Hard Constraints
Every AI PRD needs a section on absolute constraints — behaviors that are never acceptable regardless of other performance metrics:
Content safety:
• “The AI must not generate hate speech, violent content, or sexually explicit material.”
• “The AI must not reveal personally identifiable information from training data.”
Scope boundaries:
• “The AI must refuse requests outside its domain. A customer service bot must not provide medical, legal, or financial advice.”

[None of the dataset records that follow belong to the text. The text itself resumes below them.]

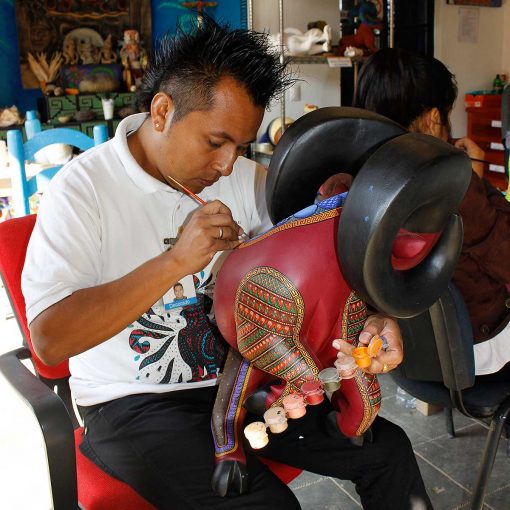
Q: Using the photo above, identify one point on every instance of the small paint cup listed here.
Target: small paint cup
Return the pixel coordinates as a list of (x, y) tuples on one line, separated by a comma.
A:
[(313, 392), (276, 420), (330, 379), (348, 369), (256, 434), (361, 357), (294, 405)]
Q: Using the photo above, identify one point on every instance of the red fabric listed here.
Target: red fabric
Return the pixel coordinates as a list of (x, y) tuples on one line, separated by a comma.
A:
[(285, 473), (96, 489), (14, 237), (99, 491)]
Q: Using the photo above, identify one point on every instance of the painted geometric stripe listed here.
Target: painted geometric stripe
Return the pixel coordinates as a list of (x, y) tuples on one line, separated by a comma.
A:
[(234, 407), (270, 344), (293, 224)]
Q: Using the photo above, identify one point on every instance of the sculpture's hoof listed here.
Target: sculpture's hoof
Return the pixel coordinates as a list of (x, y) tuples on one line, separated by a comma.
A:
[(230, 477)]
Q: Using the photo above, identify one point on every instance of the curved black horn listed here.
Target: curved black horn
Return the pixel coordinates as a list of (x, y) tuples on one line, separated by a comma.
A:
[(415, 182), (318, 145)]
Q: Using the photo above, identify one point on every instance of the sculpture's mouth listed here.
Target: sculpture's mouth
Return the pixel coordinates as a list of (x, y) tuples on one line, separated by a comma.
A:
[(410, 248)]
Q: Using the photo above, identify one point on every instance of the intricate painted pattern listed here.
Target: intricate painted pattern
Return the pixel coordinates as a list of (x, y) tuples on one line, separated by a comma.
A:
[(292, 222), (232, 414), (269, 311), (354, 316)]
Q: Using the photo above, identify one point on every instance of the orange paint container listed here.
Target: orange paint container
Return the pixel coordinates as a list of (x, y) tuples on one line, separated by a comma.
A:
[(361, 357), (313, 392), (294, 405), (348, 369)]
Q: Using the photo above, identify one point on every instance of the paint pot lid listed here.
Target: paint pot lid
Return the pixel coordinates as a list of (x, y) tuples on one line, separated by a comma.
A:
[(311, 387), (349, 363), (294, 401), (255, 428), (275, 415), (329, 375)]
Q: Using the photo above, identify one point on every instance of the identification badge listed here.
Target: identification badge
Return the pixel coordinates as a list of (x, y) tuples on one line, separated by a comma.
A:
[(181, 294)]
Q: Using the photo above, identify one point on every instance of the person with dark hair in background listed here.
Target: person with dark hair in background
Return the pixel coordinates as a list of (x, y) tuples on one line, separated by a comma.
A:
[(419, 92), (99, 269)]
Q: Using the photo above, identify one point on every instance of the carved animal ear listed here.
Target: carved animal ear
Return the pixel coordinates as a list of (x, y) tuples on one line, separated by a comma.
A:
[(406, 181), (414, 182), (320, 144)]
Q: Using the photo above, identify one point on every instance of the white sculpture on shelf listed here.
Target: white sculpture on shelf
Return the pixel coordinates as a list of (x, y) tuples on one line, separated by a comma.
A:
[(297, 43)]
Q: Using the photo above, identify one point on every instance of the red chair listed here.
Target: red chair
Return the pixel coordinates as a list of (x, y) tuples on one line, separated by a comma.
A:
[(76, 482)]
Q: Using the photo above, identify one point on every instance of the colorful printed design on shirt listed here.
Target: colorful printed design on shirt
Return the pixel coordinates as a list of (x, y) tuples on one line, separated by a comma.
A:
[(181, 345)]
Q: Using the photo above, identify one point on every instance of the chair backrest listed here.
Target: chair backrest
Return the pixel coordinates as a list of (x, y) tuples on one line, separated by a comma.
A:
[(14, 237), (19, 152), (438, 344)]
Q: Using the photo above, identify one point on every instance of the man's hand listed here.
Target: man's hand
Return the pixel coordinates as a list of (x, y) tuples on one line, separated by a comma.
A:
[(387, 359), (211, 229)]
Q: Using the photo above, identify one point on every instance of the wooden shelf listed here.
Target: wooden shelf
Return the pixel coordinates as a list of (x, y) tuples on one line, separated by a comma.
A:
[(481, 131)]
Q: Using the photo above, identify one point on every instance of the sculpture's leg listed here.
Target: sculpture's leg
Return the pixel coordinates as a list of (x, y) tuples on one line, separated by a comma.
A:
[(358, 400), (238, 381)]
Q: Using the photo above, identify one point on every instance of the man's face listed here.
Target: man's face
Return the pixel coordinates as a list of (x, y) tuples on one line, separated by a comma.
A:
[(202, 146)]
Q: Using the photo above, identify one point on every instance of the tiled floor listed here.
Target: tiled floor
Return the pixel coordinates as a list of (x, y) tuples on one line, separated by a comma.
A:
[(448, 465)]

• “The AI must not impersonate a human. It must identify itself as AI when asked.”
Factual constraints:
• “The AI must not fabricate citations, statistics, or quotes.”
• “When uncertain, the AI must say ‘I don’t know’ rather than guess.”
Guardrail Metrics
Beyond hard constraints, define guardrail metrics — metrics that must not degrade even as you optimize primary metrics:
Primary metric: Task completion rate (optimize this)
Guardrail metrics:
• Safety violation rate must stay <0.1%
• Hallucination rate must stay <5%
• Average response time must stay <2s
• Cost per query must stay <$0.05
Guardrails prevent the team from over-optimizing one dimension at the expense of others. A model that achieves 95% task completion but hallucinates 20% of the time has failed its guardrails.
The red team section: Include a “red team” requirement in the PRD: before launch, the product must be tested by adversarial users who deliberately try to make it fail. Prompt injection, jailbreaking, edge cases, offensive inputs. If you don’t test for abuse, users will find the vulnerabilities for you — publicly.